1. Your Employees Have The Right To Report Injuries
Construction employees in the United States have the right to report any work-related injuries or illnesses. As an employer, you have no right to stand in the way of an employee reporting an injury or filing an OSHA retaliation complaint. This must be filed during a 30-day time period after the refusal of report.
2. You Cannot Punish An Employee For Using Their Rights
Using employee rights is not a punishable offense. The OSHA Act is in place to defend employees who file complaints about hazardous working conditions. Employees that file a complaint cannot be fired, transferred, or have their hours reduced. If an employer does punish an employee for asserting their rights, the employee can then contact the OSHA Whistleblowers at www.whistleblowers.gov/ within 30 days to fill out a Notice of Whistleblower Complaint Form.
3. Train Your Employees On What To Do In A Dangerous Work Situation
The first thing a worker can do when they find themselves in a dangerous working condition is bring it to your awareness. Another option is to file a complaint with OSHA, which can be done at any time. As an employer, it’s your responsibility to maintain a safe workplace for your employees, and prevent and hazards from occurring.

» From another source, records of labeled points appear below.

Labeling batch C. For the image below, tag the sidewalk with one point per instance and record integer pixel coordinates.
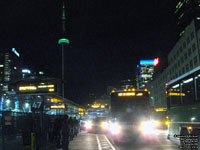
(85, 141)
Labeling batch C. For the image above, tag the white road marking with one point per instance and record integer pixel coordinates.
(113, 148)
(98, 142)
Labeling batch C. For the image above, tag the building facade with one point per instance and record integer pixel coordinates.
(184, 56)
(144, 72)
(10, 69)
(185, 12)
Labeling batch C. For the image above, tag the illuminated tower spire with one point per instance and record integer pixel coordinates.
(63, 42)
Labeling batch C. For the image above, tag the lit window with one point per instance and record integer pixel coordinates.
(195, 60)
(189, 51)
(193, 47)
(192, 35)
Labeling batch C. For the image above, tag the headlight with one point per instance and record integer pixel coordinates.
(88, 124)
(115, 128)
(156, 123)
(105, 125)
(147, 127)
(166, 123)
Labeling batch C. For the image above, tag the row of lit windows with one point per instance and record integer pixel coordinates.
(185, 44)
(193, 63)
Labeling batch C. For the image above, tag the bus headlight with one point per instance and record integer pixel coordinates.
(166, 123)
(105, 125)
(156, 123)
(88, 124)
(115, 128)
(147, 127)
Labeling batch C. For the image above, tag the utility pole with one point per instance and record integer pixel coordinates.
(63, 42)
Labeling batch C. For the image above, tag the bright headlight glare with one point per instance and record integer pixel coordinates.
(156, 123)
(147, 127)
(105, 125)
(88, 124)
(115, 128)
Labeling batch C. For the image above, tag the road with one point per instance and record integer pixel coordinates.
(160, 142)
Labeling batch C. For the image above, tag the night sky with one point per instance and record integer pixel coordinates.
(107, 38)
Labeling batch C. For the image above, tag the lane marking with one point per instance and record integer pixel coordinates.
(113, 148)
(98, 142)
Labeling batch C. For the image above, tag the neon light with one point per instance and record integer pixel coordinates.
(176, 94)
(26, 71)
(156, 61)
(66, 41)
(57, 106)
(187, 81)
(127, 94)
(14, 51)
(56, 100)
(175, 86)
(147, 62)
(51, 90)
(27, 88)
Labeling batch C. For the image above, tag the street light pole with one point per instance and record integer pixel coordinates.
(63, 41)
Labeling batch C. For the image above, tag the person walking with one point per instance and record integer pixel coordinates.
(65, 130)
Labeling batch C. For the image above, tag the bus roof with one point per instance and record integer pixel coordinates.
(184, 75)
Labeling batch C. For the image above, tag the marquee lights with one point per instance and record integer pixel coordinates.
(27, 88)
(176, 94)
(57, 106)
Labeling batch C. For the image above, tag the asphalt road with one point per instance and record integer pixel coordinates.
(157, 142)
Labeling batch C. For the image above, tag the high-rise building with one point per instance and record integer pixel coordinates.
(185, 12)
(145, 71)
(63, 42)
(9, 68)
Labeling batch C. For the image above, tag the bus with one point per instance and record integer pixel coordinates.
(183, 102)
(160, 116)
(130, 105)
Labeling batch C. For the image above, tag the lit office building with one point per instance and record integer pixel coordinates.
(9, 68)
(145, 71)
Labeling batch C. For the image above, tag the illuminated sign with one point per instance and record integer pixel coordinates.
(127, 94)
(156, 61)
(37, 88)
(160, 109)
(95, 106)
(81, 109)
(14, 51)
(153, 62)
(56, 100)
(26, 71)
(57, 106)
(130, 94)
(147, 62)
(176, 94)
(66, 41)
(27, 88)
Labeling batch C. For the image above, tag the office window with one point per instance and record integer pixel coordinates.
(178, 63)
(186, 55)
(187, 68)
(177, 53)
(188, 40)
(188, 89)
(189, 51)
(193, 47)
(191, 64)
(184, 45)
(192, 35)
(180, 49)
(195, 60)
(182, 59)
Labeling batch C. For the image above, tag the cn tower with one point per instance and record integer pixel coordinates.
(63, 42)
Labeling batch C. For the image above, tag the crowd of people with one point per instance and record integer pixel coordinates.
(63, 130)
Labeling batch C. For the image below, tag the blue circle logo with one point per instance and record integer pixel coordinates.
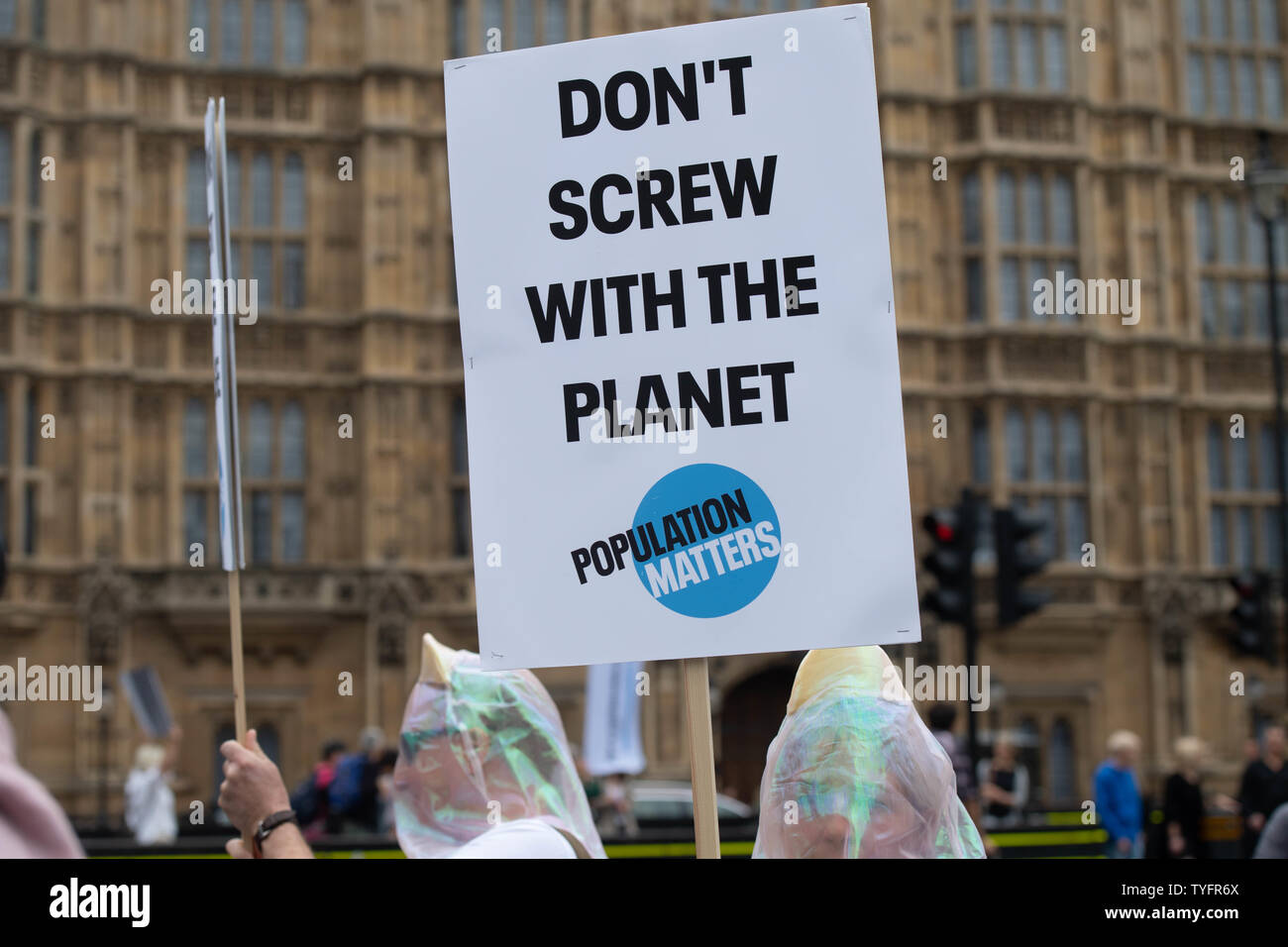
(704, 540)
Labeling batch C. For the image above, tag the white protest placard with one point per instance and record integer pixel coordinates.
(684, 415)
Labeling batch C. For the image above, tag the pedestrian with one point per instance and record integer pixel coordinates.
(1119, 797)
(149, 795)
(1274, 836)
(483, 771)
(31, 823)
(310, 799)
(1004, 785)
(1263, 788)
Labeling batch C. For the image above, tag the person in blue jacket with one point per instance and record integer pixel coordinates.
(1119, 797)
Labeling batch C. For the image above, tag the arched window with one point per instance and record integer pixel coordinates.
(1064, 775)
(1028, 744)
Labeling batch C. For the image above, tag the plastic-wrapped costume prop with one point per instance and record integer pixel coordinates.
(864, 775)
(472, 737)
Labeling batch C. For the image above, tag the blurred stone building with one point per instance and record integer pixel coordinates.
(1098, 155)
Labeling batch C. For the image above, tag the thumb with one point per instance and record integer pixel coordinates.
(237, 849)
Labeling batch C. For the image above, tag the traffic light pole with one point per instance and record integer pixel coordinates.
(969, 521)
(1276, 361)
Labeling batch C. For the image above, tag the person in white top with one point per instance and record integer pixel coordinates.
(149, 797)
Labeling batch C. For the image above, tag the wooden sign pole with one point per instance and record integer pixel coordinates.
(239, 673)
(702, 761)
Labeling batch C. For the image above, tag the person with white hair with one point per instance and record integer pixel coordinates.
(149, 797)
(1119, 797)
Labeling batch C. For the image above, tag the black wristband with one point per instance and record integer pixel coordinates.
(267, 825)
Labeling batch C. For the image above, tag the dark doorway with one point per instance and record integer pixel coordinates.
(750, 716)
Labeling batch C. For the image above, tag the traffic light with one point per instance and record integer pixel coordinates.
(1252, 630)
(952, 531)
(1016, 562)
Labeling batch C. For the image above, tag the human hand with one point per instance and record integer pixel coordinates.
(236, 848)
(253, 788)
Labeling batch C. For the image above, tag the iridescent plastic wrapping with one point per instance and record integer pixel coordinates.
(854, 772)
(485, 737)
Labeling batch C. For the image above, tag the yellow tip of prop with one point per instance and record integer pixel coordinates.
(864, 667)
(436, 661)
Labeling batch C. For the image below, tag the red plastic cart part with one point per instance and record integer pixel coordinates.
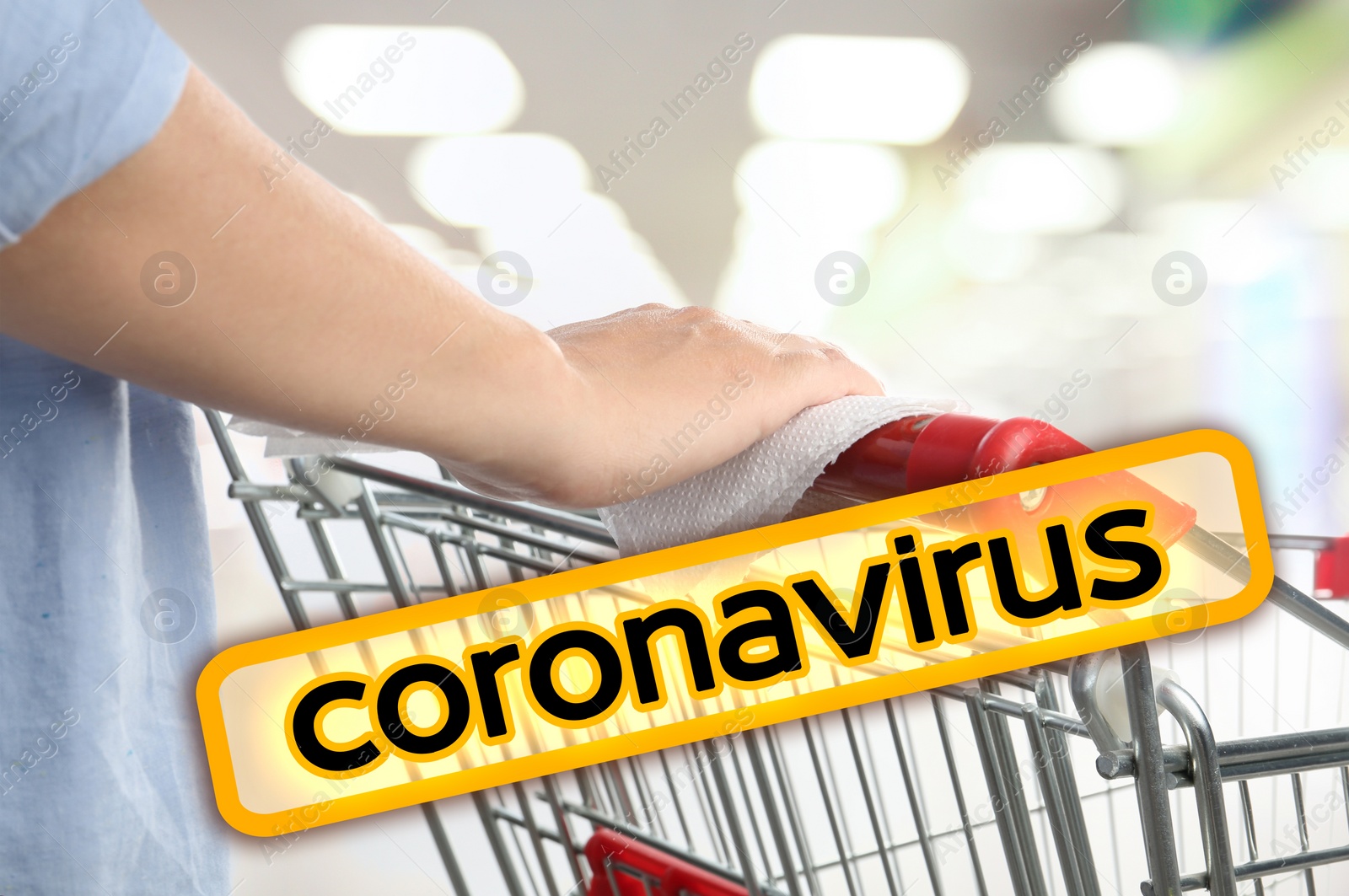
(1330, 581)
(919, 453)
(644, 871)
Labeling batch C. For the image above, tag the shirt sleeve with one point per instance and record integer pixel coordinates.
(83, 85)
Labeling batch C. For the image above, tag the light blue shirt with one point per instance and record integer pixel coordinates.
(107, 612)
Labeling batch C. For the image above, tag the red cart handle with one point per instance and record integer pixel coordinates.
(935, 451)
(624, 866)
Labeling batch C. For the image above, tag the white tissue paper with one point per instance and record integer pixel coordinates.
(764, 483)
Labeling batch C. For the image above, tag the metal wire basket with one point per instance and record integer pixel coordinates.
(1002, 786)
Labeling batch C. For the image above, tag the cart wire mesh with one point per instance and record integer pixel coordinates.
(1002, 786)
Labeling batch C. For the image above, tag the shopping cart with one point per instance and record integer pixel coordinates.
(978, 788)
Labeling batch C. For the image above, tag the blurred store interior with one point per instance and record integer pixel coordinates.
(1128, 216)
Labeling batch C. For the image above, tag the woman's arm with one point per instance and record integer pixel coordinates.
(307, 309)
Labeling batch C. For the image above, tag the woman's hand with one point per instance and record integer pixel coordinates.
(309, 314)
(654, 394)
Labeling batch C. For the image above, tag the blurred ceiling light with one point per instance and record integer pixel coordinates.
(815, 186)
(820, 87)
(1238, 240)
(498, 180)
(988, 256)
(1119, 94)
(1319, 193)
(1042, 188)
(366, 78)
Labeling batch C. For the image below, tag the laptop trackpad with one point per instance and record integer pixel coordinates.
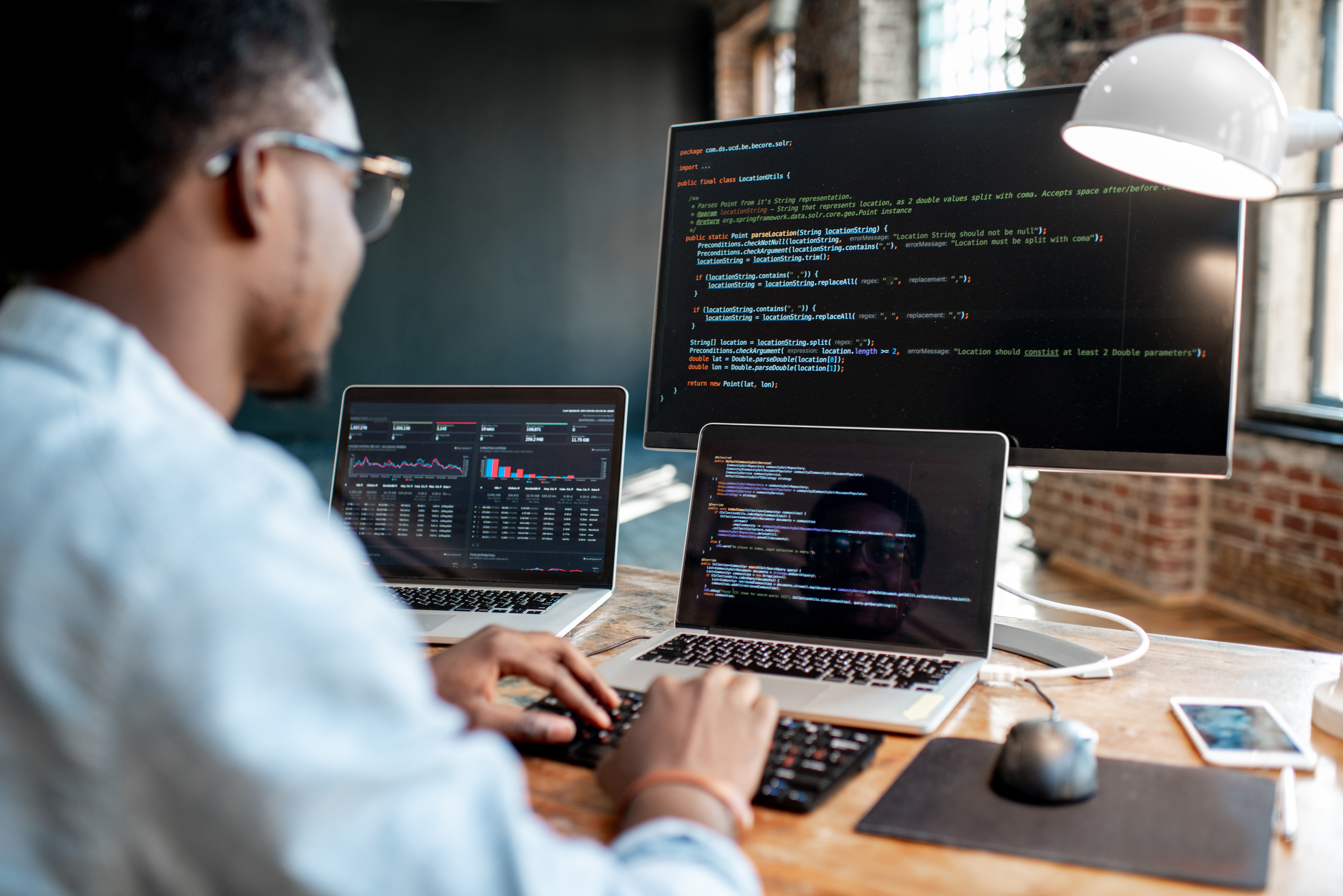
(792, 694)
(872, 703)
(430, 621)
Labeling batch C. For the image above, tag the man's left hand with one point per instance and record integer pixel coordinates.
(468, 674)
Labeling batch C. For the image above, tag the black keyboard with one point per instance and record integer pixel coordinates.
(477, 600)
(804, 661)
(808, 764)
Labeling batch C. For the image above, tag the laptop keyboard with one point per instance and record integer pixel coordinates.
(477, 600)
(808, 764)
(804, 661)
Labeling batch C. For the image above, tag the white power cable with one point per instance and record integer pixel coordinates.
(996, 672)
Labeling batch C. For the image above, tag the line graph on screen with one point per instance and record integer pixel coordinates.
(420, 467)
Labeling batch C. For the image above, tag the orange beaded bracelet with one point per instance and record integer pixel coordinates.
(723, 792)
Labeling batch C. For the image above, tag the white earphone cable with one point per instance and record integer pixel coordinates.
(996, 672)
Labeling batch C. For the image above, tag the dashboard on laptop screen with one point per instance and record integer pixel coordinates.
(890, 542)
(483, 491)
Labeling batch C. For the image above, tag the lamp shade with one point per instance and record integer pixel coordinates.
(1185, 111)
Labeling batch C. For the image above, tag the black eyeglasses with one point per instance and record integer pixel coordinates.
(379, 186)
(878, 550)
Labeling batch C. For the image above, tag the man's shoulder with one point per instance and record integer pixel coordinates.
(130, 461)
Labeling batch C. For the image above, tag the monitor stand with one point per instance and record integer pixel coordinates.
(1053, 652)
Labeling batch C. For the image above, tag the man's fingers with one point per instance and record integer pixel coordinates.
(553, 675)
(588, 675)
(574, 696)
(524, 727)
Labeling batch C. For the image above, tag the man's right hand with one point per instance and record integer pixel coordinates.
(719, 726)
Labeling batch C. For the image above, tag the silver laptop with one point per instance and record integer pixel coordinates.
(485, 504)
(853, 570)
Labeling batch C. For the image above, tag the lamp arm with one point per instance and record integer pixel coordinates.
(1313, 130)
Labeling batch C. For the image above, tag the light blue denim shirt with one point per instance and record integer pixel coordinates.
(199, 692)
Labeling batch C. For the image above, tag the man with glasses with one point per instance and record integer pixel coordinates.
(199, 692)
(869, 545)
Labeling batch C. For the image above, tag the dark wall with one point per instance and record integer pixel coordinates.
(528, 248)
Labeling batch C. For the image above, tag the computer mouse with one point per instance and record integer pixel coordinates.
(1048, 762)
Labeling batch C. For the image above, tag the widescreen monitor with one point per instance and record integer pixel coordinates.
(945, 264)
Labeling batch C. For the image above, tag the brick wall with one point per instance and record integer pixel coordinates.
(1141, 530)
(1276, 542)
(1266, 546)
(1134, 19)
(1067, 40)
(828, 49)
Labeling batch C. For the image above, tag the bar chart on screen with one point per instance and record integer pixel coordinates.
(527, 467)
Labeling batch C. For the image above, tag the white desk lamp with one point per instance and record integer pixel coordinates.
(1202, 115)
(1197, 113)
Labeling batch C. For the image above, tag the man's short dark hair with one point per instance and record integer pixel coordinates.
(883, 494)
(105, 101)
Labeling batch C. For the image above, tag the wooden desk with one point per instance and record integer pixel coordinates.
(823, 855)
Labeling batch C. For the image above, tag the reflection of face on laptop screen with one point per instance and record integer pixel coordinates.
(865, 543)
(472, 491)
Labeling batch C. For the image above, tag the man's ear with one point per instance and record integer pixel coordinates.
(249, 206)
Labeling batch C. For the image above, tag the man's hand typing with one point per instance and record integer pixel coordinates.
(468, 674)
(719, 726)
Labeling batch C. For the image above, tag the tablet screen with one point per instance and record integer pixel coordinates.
(1239, 729)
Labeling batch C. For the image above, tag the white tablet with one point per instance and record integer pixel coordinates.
(1247, 734)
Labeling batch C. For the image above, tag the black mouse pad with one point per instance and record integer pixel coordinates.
(1202, 825)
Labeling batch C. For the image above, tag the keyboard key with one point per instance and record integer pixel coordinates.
(477, 600)
(802, 661)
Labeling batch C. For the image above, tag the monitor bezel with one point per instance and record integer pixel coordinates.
(496, 395)
(1217, 467)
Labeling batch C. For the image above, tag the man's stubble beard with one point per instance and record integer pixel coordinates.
(312, 390)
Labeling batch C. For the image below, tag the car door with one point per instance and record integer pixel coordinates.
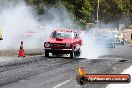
(80, 35)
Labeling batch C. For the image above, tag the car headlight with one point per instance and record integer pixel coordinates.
(46, 44)
(68, 45)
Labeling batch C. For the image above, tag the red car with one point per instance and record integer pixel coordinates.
(63, 42)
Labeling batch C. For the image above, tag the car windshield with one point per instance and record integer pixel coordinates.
(56, 34)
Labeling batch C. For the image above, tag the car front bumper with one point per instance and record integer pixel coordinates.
(59, 51)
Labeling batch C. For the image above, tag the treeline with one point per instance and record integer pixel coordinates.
(85, 10)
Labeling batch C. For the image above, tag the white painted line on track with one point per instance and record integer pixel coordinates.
(63, 83)
(126, 71)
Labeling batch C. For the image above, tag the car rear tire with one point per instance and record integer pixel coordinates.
(46, 53)
(72, 55)
(78, 52)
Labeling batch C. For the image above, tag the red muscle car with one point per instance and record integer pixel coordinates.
(63, 42)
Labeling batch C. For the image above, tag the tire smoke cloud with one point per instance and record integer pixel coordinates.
(20, 22)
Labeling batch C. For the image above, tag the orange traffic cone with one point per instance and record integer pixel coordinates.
(21, 51)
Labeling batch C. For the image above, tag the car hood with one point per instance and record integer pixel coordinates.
(60, 40)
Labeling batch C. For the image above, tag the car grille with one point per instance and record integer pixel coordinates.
(57, 45)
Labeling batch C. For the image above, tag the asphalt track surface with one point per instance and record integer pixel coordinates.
(59, 72)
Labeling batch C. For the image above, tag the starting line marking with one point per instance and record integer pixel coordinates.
(63, 83)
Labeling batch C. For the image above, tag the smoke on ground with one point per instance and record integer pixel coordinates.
(20, 22)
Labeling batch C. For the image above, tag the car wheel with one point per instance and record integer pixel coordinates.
(72, 55)
(46, 53)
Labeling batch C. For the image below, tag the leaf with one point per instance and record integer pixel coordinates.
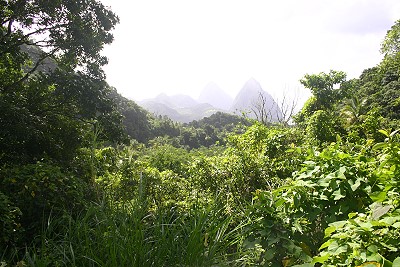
(373, 248)
(385, 133)
(329, 230)
(378, 210)
(356, 185)
(270, 254)
(321, 259)
(379, 146)
(326, 244)
(338, 194)
(396, 225)
(396, 262)
(370, 264)
(308, 264)
(394, 132)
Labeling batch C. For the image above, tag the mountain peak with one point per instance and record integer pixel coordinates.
(249, 97)
(214, 95)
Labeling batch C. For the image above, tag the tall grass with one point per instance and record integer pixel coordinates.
(115, 234)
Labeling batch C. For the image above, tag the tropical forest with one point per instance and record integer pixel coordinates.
(90, 178)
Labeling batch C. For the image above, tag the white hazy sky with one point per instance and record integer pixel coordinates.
(179, 46)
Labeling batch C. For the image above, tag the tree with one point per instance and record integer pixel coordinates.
(323, 87)
(52, 87)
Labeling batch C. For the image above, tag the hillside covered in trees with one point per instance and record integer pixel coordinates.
(88, 178)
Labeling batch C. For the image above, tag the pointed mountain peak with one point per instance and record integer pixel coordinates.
(215, 96)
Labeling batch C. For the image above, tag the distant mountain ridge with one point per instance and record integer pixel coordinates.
(252, 98)
(215, 96)
(183, 108)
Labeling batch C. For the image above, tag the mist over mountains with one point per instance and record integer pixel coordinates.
(183, 108)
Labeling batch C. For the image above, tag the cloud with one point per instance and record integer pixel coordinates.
(361, 17)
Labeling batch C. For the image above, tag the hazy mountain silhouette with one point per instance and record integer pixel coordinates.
(249, 100)
(180, 108)
(215, 96)
(212, 99)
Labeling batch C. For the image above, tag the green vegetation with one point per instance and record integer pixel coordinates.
(88, 178)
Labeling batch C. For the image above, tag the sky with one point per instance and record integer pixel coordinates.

4. Your Employee Can Ask OSHA To Inspect The Workplace
If there has been a serious hazard in the workplace, or as an employer you are not complying with OSHA standards, an employee can ask OSHA to send an inspector to the workplace. Employees also have the right to tell OSHA that they would like the complaint to be anonymous. When the OSHA inspection comes to the workplace where there has been a complaint, it’s important to know that workers have the rights to:
- Speak in private with the OSHA inspector
- Hold meetings with you and the inspector prior to the inspection and again afterwards
- Walk through with the inspector
Employees that file a complaint to request an inspection also have the right to learn the results of the inspection.
Disclaimer: The information contained in this article is for general educational information only. This information does not constitute legal advice, is not intended to constitute legal advice, nor should it be relied upon as legal advice for your specific factual pattern or situation.